Puisant dans sa longue expérience acquise dans le domaine des effets spéciaux, Robert Stromberg s’efforce de trouver le bon équilibre entre les trucages numériques et ceux réalisés en direct sur le plateau de tournage. Les cornes de Maléfique sont ainsi des prothèses conçues par l’immense maquilleur Rick Baker. Ce dernier semble s’être laissé partiellement inspirer par l’une des plus belles créations de son ancien protégé Rob Bottin, le diabolique Darkness de Legend. Ce sera le dernier travail hollywoodien de Baker, le maquilleur multi-oscarisé fermant boutique après Maléfique face à la mutation irréversible de son métier et le grignotement croissant des effets numériques sur son propre travail.
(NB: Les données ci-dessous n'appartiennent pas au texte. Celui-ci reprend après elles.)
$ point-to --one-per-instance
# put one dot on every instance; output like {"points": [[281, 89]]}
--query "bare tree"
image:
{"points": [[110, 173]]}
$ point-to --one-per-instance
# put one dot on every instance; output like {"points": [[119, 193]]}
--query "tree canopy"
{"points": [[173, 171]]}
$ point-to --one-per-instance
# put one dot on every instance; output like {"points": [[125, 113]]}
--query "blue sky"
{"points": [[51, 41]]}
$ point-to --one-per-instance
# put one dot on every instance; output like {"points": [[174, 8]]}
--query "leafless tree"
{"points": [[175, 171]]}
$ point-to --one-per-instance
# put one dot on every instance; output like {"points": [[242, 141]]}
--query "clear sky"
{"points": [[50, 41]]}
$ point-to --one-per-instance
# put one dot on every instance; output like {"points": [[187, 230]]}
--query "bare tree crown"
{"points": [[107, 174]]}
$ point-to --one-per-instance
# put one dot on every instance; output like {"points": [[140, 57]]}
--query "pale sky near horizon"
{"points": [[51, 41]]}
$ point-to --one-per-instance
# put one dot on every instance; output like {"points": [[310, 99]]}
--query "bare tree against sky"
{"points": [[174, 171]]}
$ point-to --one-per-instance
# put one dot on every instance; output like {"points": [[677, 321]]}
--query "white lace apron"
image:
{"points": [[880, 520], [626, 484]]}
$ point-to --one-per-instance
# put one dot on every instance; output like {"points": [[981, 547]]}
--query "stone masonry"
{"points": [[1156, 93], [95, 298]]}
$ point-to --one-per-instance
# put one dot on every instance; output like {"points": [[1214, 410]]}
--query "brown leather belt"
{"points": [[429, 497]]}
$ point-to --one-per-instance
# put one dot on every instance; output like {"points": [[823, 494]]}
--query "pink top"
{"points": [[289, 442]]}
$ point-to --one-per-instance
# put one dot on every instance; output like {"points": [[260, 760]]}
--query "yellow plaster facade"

De fait, les effets digitaux occupent une place importante dans le film, notamment pour donner corps aux monstres et aux merveilles. Si un dragon intervient bien dans le récit, il ne s’agit plus, comme dans l’inoubliable final du dessin animé de Wolfgang Reitherman, d’une métamorphose de la sorcière, mais d’une mutation de son fidèle compagnon Diaval (Sam Riley), qu’elle peut transformer à loisir en toutes sortes d’animaux. Ce superbe dragon noir, aux larges ailes déployées et au front cornu, surgit au cours d’un climax riche en rebondissement où le monstre tente de libérer Maléfique du filet métallique qui la retient prisonnière et finit lui-même enchaîné par les hommes du roi. Cette très belle séquence s’appuie sur une musique splendide de James Newton Howard, qui accompagne le film de Stromberg avec emphase et se laisse partiellement inspirer par « La Belle au bois dormant » de Tchaikovski. Colossal succès auprès du public – même si la critique américaine lui réserve un accueil mitigé – Maléfique entérinera la démarche disneyenne de transformation de tous les grands classiques animés en versions live et donnera naissance à une suite en 2019 : Maléfique, le pouvoir du mal.